Sure they do, but unless you have articulated to yourself your visions and your method for setting them forth, these other elements still have their patina of freshness about them, rendering them as potentials, as thought-about things rather than used things.

For as long as there was written language with which to make commentary, and well before those times, when narratives were expounded in courtyards and public squares, the world has been moving away from us.

There has always been the sense of the old order, the old traditional order, and its undercutting by the peasantry, the working classes, making a mockery of things by not appreciating much less understanding the rituals, neither appreciating the poet’s art nor the ceramicist’s, much less the dramatist’s.

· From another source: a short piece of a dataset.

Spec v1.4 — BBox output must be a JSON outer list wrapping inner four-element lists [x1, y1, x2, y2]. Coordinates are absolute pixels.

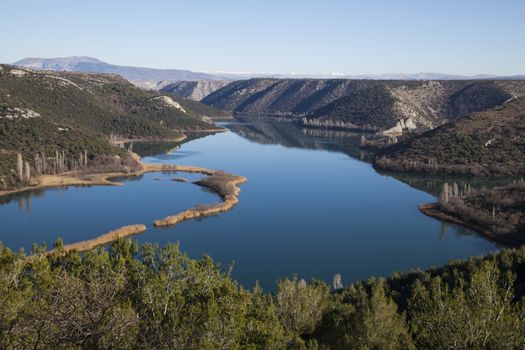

When one of “us” stepped forth to deliver, as, say, Robert Burns did, such wisdom as “The best laid schemes o’ mice and men gang aft agley and leave us naught but grief and pain for promised joy,” “we” knew one of our people understood the calculus of life and made it available for us.

When one of “our guys” such as the multiple felon, Huddie Ledbetter, made his guitar come to life with songs of our inner woes and fears, we more or less forgot his criminal past because we’d once again heard a man or woman singing our song.  Although she’d come from a privileged background, she was nevertheless only one of ten surviving siblings, not the halest nor hearty of youngsters.  And since she’d already had a vision or two, what better way to make points than to “give” her to the church.  By the time she began composing liturgical music, she was one of “us,” sharing her visions with us, her resources resonant in her vision and her voice.

Times change.  The earth moves inexorably away from what it was to what it wants to become which, in many cases—the pyramids, the Colossus of Rhodes, The Ronald Regan Presidential Library—is a monument to self, and pass on some crumbs to “us.”

Esterhazy, wanting to outdo all the other empires of his day, hires Joe Haydn as his court musician so that all his peers will know he had the vision to select someone who would live beyond his own stature and, to “our” benefit, turn the potential for Western music on its ass.

Dystopia reflects the ongoing sense of the world, of reality, gathering escape velocity.  At least one artist or writer per era gets it down, memorializes it, beings it into the language.

Such was the agitprop of your time that, not long after December 7, 1941, you had found yourself swept up in the certainty that you would never forget Pearl Harbor.  You cannot think to count all the events of which you’re aware since then of the things you are supposed never to forget.  Even with such remarkable tools available to you as your iPhone model 4S, you have not been able to remember toothpaste or liquid laundry soap your last two times to the market.

The world, your world, your reality, is getting away from you.  You can think of a number of reasons why to the point where you do not wish to remember any more.

At the time Conrad’s great pal, Herb Caen wrote of the incident with the Japanese tourists, you were outraged by the potential racism.  Two Japanese tourists to San Francisco recognized Caen, approached him to ask if he could direct them to Coit Tower in North Beach.  “You didn’t have any trouble finding Pearl Harbor.”

Perhaps your vision now requires you to remember things you’d managed to forget, and your voice is ready to cooperate.